Comunque sia, ho deciso di “rischiare” (si fa per dire).
 
In occasione del lancio, ho messo il libro in promozione a 99 centesimi per soli tre giorni (su Amazon), spingendo i miei lettori ad acquistarlo in massa in un breve lasso di tempo. Da una parte coloro che mi seguono con costanza sono stati premiati perché hanno avuto il libro a poco, dall’altra hanno ricambiato diffondendo la notizia e generando altre vendite esterne.
Così il libro nello stesso giorno di pubblicazione è entrato nella top 100 del Kindle Store e nella top 20 del genere thriller e ci è rimasto per i tre giorni successivi, incluso il primo in cui non era più presente la promozione.

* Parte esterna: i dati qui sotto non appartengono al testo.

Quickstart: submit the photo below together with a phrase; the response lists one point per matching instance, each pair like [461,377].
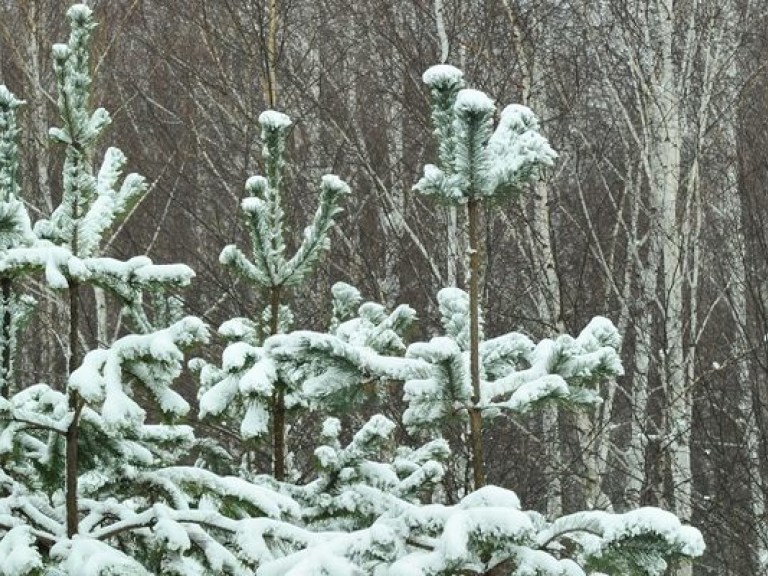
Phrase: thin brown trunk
[272,55]
[475,417]
[7,359]
[278,397]
[75,405]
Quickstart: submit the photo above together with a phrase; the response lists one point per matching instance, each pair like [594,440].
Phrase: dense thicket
[652,217]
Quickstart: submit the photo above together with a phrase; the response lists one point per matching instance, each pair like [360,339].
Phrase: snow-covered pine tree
[478,164]
[248,385]
[87,485]
[486,532]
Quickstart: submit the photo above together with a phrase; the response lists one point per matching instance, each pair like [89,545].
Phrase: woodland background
[653,216]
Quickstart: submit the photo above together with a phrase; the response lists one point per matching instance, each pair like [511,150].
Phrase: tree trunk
[475,417]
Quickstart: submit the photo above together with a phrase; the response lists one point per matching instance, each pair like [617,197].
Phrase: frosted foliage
[443,76]
[516,150]
[267,266]
[153,360]
[273,120]
[454,313]
[516,374]
[471,101]
[485,530]
[18,555]
[475,160]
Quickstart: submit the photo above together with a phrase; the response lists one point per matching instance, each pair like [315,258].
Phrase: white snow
[442,76]
[473,101]
[273,120]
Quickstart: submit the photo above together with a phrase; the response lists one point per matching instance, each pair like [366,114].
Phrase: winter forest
[405,288]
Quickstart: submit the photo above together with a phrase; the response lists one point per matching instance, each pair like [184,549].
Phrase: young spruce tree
[233,387]
[87,486]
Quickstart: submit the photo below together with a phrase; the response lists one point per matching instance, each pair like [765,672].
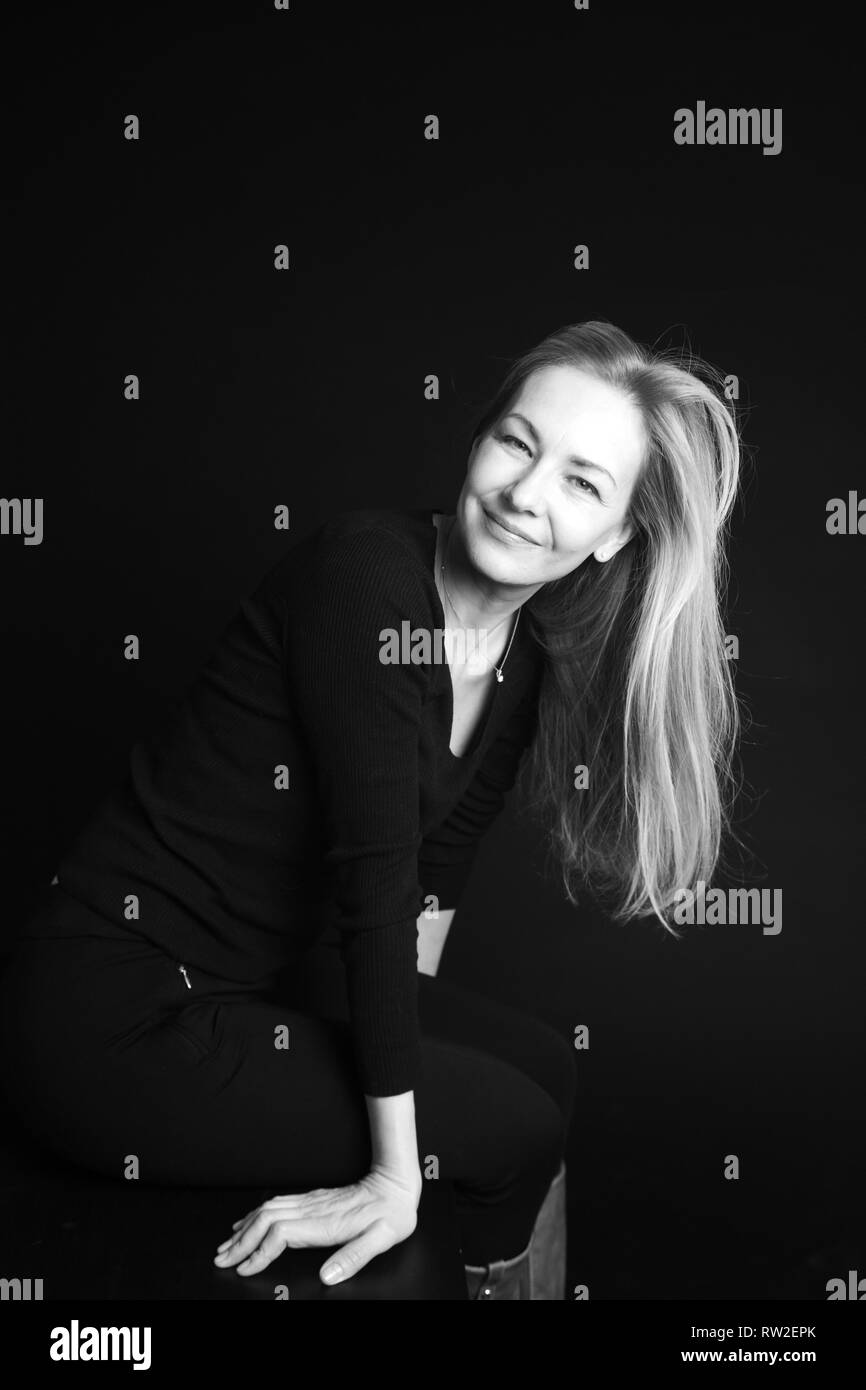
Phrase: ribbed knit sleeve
[448,852]
[360,717]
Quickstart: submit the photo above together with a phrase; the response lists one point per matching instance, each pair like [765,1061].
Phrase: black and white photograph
[433,541]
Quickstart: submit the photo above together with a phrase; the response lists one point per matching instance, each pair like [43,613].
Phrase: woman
[320,795]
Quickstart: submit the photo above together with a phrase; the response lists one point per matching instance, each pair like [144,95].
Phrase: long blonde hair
[635,684]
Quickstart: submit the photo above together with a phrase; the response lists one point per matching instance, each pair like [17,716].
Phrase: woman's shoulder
[363,548]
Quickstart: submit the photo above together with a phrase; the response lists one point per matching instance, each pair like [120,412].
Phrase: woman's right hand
[364,1219]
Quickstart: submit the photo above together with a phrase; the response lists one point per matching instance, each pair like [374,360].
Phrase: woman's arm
[392,1133]
[433,933]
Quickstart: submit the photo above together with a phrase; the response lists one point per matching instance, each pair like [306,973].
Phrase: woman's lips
[502,531]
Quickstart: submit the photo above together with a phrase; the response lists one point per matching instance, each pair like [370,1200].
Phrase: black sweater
[303,781]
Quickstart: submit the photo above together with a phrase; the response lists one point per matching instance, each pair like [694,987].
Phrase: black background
[305,388]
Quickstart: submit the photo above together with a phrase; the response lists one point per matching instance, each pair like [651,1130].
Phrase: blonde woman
[320,795]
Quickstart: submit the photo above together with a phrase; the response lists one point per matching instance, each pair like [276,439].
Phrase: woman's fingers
[355,1254]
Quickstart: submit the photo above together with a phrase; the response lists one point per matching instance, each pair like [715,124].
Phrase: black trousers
[109,1051]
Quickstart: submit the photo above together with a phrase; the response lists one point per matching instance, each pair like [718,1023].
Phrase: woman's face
[560,469]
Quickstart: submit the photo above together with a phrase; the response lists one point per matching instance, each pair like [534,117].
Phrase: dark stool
[88,1236]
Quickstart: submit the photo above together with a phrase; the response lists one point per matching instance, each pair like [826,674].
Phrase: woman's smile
[505,531]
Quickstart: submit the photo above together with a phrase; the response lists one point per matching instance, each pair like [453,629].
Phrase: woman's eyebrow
[574,458]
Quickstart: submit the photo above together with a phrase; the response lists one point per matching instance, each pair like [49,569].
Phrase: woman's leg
[113,1061]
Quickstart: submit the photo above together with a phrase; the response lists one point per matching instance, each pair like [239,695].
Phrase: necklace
[498,669]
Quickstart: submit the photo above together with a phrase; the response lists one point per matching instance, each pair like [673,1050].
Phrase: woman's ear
[613,544]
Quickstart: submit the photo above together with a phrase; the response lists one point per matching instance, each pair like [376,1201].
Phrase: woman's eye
[515,439]
[585,485]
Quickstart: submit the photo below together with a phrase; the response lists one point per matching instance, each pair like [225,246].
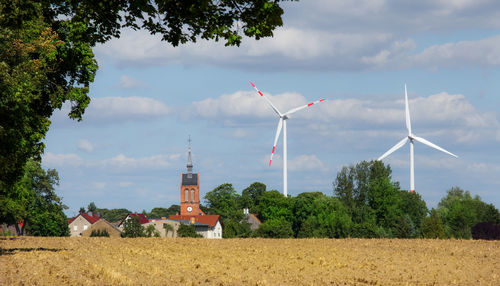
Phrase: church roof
[210,220]
[186,181]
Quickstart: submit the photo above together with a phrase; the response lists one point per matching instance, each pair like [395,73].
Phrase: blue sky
[131,146]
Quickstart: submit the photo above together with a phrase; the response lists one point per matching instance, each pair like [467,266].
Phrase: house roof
[90,218]
[142,218]
[210,220]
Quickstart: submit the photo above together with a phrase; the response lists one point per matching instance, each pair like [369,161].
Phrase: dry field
[159,261]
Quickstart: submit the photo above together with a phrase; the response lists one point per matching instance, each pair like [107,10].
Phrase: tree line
[365,203]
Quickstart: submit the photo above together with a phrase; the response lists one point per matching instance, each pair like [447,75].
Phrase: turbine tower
[282,124]
[412,137]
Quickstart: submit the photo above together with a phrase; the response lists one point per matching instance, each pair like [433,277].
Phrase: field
[160,261]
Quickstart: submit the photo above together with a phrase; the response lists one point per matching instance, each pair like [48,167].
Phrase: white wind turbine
[282,124]
[412,137]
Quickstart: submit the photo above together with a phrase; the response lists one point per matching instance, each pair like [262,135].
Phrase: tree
[92,208]
[187,231]
[460,212]
[133,228]
[42,210]
[151,231]
[250,196]
[114,214]
[275,228]
[164,212]
[46,58]
[432,226]
[224,201]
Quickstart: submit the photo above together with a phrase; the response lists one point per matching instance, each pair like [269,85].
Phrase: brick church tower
[190,190]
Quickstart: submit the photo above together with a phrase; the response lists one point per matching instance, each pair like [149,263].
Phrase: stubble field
[157,261]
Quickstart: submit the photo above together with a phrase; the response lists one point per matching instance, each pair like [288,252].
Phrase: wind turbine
[412,137]
[282,124]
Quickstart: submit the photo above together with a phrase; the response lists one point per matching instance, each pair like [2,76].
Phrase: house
[81,223]
[142,219]
[166,227]
[209,226]
[102,225]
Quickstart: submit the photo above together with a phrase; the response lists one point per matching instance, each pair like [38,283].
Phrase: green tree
[414,209]
[187,231]
[42,210]
[250,196]
[275,228]
[133,228]
[329,218]
[114,215]
[224,201]
[164,212]
[460,211]
[46,58]
[432,226]
[92,207]
[151,231]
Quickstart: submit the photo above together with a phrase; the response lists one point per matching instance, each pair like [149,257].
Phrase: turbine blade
[302,107]
[430,144]
[407,112]
[278,131]
[267,99]
[394,148]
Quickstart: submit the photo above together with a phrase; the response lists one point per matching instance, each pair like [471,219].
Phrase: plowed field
[158,261]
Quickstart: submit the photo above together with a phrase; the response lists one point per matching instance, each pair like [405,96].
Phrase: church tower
[190,189]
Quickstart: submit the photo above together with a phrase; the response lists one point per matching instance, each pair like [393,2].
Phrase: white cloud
[107,110]
[86,145]
[127,82]
[116,163]
[59,160]
[297,163]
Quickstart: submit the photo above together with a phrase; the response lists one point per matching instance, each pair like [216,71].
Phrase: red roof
[90,218]
[142,218]
[211,220]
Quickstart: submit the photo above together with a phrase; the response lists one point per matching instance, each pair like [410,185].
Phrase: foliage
[151,231]
[460,211]
[250,196]
[99,233]
[133,228]
[187,231]
[432,226]
[92,208]
[486,230]
[46,59]
[41,210]
[113,215]
[164,212]
[275,228]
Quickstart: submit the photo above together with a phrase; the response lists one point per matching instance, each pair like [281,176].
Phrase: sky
[149,97]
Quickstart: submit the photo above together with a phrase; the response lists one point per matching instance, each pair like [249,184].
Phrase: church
[209,226]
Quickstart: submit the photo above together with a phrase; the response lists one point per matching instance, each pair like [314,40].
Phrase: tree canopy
[46,57]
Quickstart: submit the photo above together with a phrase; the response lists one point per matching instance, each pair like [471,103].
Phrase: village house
[166,227]
[81,223]
[209,226]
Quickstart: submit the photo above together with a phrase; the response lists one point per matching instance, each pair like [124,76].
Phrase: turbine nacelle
[282,125]
[412,137]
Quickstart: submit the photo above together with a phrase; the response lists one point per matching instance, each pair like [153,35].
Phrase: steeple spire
[190,163]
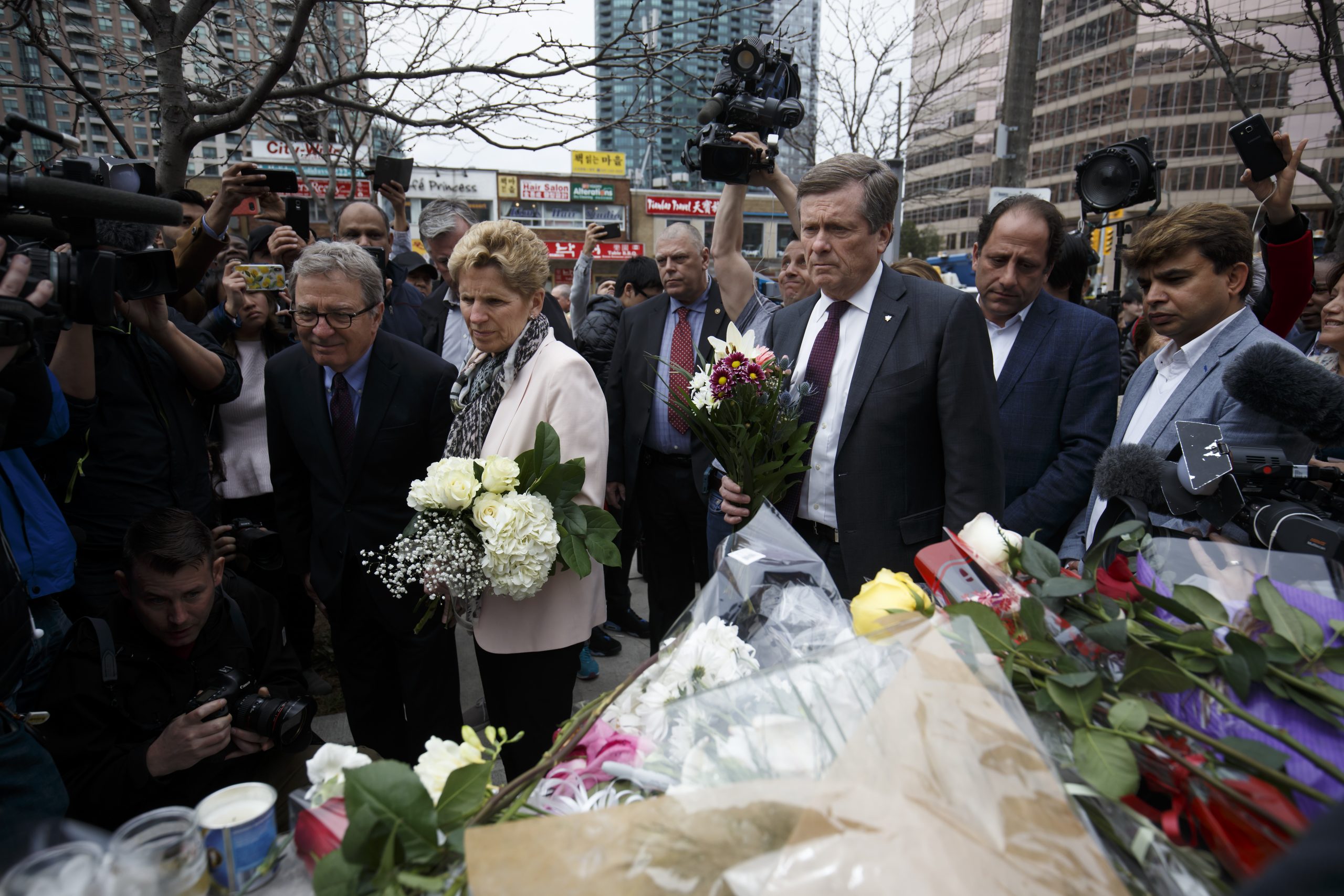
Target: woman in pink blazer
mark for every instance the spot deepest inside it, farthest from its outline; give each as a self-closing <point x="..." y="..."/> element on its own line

Ora il prezzo del libro è salito a 2,69 euro. Questo prezzo è stato scelto perché è poco sopra la soglia di raddoppiamento della percentuale di diritti sulle vendite applicata da Amazon. Questo lo dico per spiegare che non ho alzato il prezzo perché voglio lucrare sui miei lettori, ma sto cercando di evitare che Amazon lucri eccessivamente su di me. Stiamo comunque parlando di una cifra irrisoria se paragonata a 9,99 euro dei romanzi appena usciti dei grossi editori, ma ancora molto bassa nei confronti dei 4,99 euro di quelli di editori più piccoli.
Ovviamente le vendite sono scese in numero e pure la posizione in classifica, ma intanto il libro è comparso nei suggerimenti di molti altri libri simili (e il loro numero cresce di continuo) e continua a vendere in maniera costante.
 
Cosa succederà adesso non so dirlo, ma niente di questo sarebbe potuto succedere, se non avessi creato un seguito di lettori grazie al self-branding e se non avessi potuto contare su un retailer in grado di mettere in evidenza i risultati dei miei sforzi di promozione.
 
Dovendo tirare le somme di questa esperienza al Salone Internazionale del Libro di Torino, possono affermare che è stato senza dubbio un evento di successo grazie al quale ho creato anche qualche interessante contatto.
Al di là dell’aspetto personale, credo poi che sia stato un ulteriore passo in avanti nell’affermazione di come il self-publishing, anche in Italia, sia un fenomeno in crescita sia a livello di numeri che soprattutto di qualità.